Le surréalisme a pu être critiqué pour avoir cherché à confirmer ses propres principes avec une curiosité exotisante envers des cultures extra-européennes. D’autres interprétations proposent au contraire de caractériser ce mouvement comme un champ discursif international fondé sur des dialogues avec des artistes non européens. La revalorisation des dimensions politiques du surréalisme, souvent oubliées, permet d’établir des bilans plus équilibrés sur sa signification historique et sur la structure de ses réseaux.

Le surréalisme nait d’une critique et d’une rupture avec le nihilisme apolitique du dadaïsme. Un an après la publication de son Manifeste du surréalisme (1924), André Breton intègre le Parti communiste, et assure au long des décennies suivantes l’affiliation du mouvement aux ambitions contemporaines de révolution sociale et de la lutte contre le fascisme (Dali en sera exclu en 1936 du fait de sa réticence à condamner le nazisme). Outre la participation des principaux membres à la revue Le surréalisme au service de la révolution (1930-1933), les textes de Breton deviennent de plus en plus explicitement engagés : en 1938, il signe au Mexique le Manifeste pour un art révolutionnaire indépendant, avec Léon Trotski et Diego Rivera. Par ailleurs, les surréalistes ont dénoncé de manière consistante la colonialisme et l’impérialisme français et plus largement occidental.
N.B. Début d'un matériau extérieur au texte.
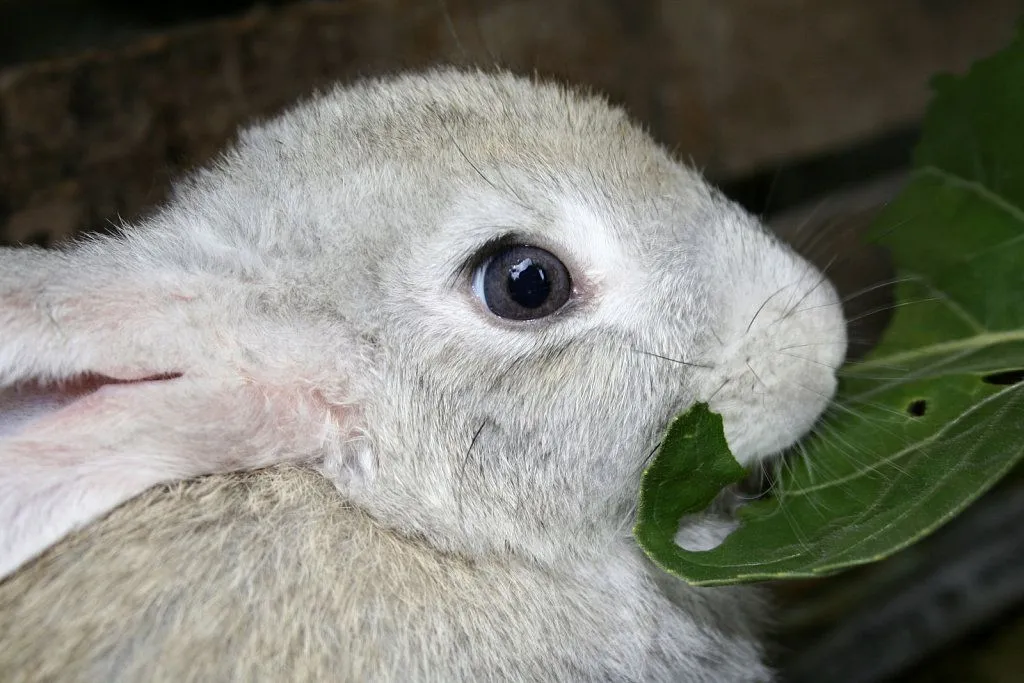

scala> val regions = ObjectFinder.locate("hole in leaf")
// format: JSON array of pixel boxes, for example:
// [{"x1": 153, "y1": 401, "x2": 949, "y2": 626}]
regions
[
  {"x1": 982, "y1": 369, "x2": 1024, "y2": 386},
  {"x1": 907, "y1": 399, "x2": 928, "y2": 417}
]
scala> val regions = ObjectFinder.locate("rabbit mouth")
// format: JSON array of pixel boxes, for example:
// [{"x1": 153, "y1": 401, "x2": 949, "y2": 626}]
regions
[{"x1": 732, "y1": 418, "x2": 828, "y2": 503}]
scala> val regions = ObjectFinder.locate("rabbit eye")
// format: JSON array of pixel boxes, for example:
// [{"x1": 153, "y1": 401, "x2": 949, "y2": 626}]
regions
[{"x1": 472, "y1": 246, "x2": 572, "y2": 320}]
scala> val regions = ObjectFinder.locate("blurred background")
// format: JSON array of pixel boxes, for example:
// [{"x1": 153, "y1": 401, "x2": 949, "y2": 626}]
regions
[{"x1": 1, "y1": 1, "x2": 1022, "y2": 681}]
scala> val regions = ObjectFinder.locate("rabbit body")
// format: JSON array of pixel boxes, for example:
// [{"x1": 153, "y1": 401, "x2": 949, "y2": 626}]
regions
[
  {"x1": 0, "y1": 70, "x2": 846, "y2": 681},
  {"x1": 0, "y1": 468, "x2": 768, "y2": 682}
]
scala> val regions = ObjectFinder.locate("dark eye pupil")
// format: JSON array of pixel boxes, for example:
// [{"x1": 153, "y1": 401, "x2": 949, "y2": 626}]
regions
[
  {"x1": 479, "y1": 245, "x2": 572, "y2": 321},
  {"x1": 507, "y1": 258, "x2": 550, "y2": 309}
]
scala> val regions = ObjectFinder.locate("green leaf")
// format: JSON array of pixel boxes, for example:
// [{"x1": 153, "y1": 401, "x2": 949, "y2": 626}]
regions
[
  {"x1": 634, "y1": 404, "x2": 747, "y2": 574},
  {"x1": 635, "y1": 30, "x2": 1024, "y2": 586}
]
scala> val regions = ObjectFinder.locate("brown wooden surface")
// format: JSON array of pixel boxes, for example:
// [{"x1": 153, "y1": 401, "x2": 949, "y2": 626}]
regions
[{"x1": 1, "y1": 0, "x2": 1021, "y2": 245}]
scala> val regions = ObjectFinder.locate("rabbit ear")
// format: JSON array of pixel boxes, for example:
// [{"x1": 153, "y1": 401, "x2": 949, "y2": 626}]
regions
[{"x1": 0, "y1": 245, "x2": 350, "y2": 579}]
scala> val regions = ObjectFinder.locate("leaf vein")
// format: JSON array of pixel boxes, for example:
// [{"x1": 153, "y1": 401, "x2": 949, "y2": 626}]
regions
[
  {"x1": 785, "y1": 384, "x2": 1023, "y2": 496},
  {"x1": 920, "y1": 164, "x2": 1024, "y2": 227},
  {"x1": 852, "y1": 329, "x2": 1024, "y2": 372}
]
Ils ont ainsi contribué activement aux débats publics dans le cadre de la Guerre du Rif et de la décolonisation de l’Indochine et de l’Algérie, particulièrement à travers de leurs revues.

Au-delà, ces artistes se sont également intéressés aux cas d’Haïti, de la Martinique et de Cuba, et appuyé la transition socialiste au Chili (1970-1973). Le continent américain, singulièrement réceptif au surréalisme, devient rapidement un pôle fondamental et activement productif du mouvement. Des artistes de la taille d’Aimé Cesaire, Wifredo Lam, Roberto Matta, Rufino Tamayo, Frida Kahlo, Leonora Carrington, Remedios Baro et Aldo Pellegrini ont collaboré avec Breton et suivi postérieurement des chemins alternatifs aux canons du surréalisme français.

Le portail mondial des revues récence vingt-cinq publications surréalistes du monde entier, qui montrent le caractère transnational de ce réseau culturel et ses liens avec des luttes d’émancipation. On retrouve des revues américaines minutieusement affiliées aux principes de Breton, comme A partir de Cero (Argentine, 1952-1956) ou Leit Motiv (Chili, 1942-1943), ou bien plus libres, expérimentales ou militantes, telles que Amauta (Pérou, 1926-1930) ou Los Huevos del plata (Uruguay, 1965-1969). On retrouve également Le Désir libertaire (1980-1983), publiée par le poète surréaliste irakien Abdul-Kaer El Janabi, ainsi que Tropiques (1941-1945), fondée par Aimé Césaire, ou bien Mavo (1924-1925), qui entreprit l’introduction du surréalisme au Japon.